Rien n’empêche la société mère de détailler les conditions dans lesquelles la fin de contrat aura lieu. Cela pourrait éviter un certain nombre de procès.
On ne peut pas choisir sa Sécurité Sociale.
La dispute n’est pas nouvelle et ceux qui s’intéressent à la question auront déjà vu sur Internet des sites relatant des expériences de français résidant et travaillant en France qui ont choisi de ne pas cotiser à la Sécurité Sociale française. Ils ont choisi une société étrangère de protection sociale au sein de l’Union Européenne.
Ceux qui découvrent la question ici même se demandent si cela est possible!

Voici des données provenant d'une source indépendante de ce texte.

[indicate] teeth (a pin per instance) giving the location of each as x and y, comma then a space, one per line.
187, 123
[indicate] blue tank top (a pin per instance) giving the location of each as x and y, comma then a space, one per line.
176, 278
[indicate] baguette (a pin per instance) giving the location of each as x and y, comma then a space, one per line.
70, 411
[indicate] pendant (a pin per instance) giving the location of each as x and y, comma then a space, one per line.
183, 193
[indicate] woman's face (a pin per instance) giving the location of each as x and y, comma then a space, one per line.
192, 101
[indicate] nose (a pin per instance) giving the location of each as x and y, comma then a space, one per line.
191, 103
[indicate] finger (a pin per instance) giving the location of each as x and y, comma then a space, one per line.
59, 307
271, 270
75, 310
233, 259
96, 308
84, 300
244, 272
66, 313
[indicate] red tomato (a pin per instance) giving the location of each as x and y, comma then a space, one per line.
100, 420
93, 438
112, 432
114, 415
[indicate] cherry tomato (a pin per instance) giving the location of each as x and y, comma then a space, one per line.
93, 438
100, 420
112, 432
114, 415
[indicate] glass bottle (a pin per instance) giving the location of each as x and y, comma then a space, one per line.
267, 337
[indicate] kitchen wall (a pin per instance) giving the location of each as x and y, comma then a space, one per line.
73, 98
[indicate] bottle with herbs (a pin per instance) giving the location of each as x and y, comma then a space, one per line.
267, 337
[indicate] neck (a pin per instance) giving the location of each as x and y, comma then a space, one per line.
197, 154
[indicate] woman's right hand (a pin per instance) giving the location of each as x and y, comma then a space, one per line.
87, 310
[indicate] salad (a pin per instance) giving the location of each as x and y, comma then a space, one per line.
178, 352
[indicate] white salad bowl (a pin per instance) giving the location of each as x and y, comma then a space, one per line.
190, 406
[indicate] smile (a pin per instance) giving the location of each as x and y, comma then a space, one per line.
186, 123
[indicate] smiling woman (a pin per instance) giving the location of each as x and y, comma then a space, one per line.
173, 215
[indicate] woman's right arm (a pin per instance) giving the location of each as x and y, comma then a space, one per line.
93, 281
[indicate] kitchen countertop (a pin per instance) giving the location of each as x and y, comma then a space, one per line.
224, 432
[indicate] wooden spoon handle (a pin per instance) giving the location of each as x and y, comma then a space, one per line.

Je ne rentrerai pas dans la polémique qui comprend déjà un nombre suffisant d’acteurs.
Cependant, un jugement du Tribunal des Affaires de Sécurité Sociale du Havre, rendu en date du 26 mai 2008, refuse cette option à tous ceux qui travaillent en France. La liberté de choix ne concerne que les Mutuelles et non le système de SS.
Ainsi donc se trouve confirmé le principe selon lequel, en matière de SS le principe de territorialité s’applique et seules les exceptions liées aux procédures détachement permettent d’y échapper.
Pour lecture : le texte européen 92/49 du 18 juin 1992, i nvoqué par ceux qui pensent que l’on n’est pas obligé de s’affilier à la SS.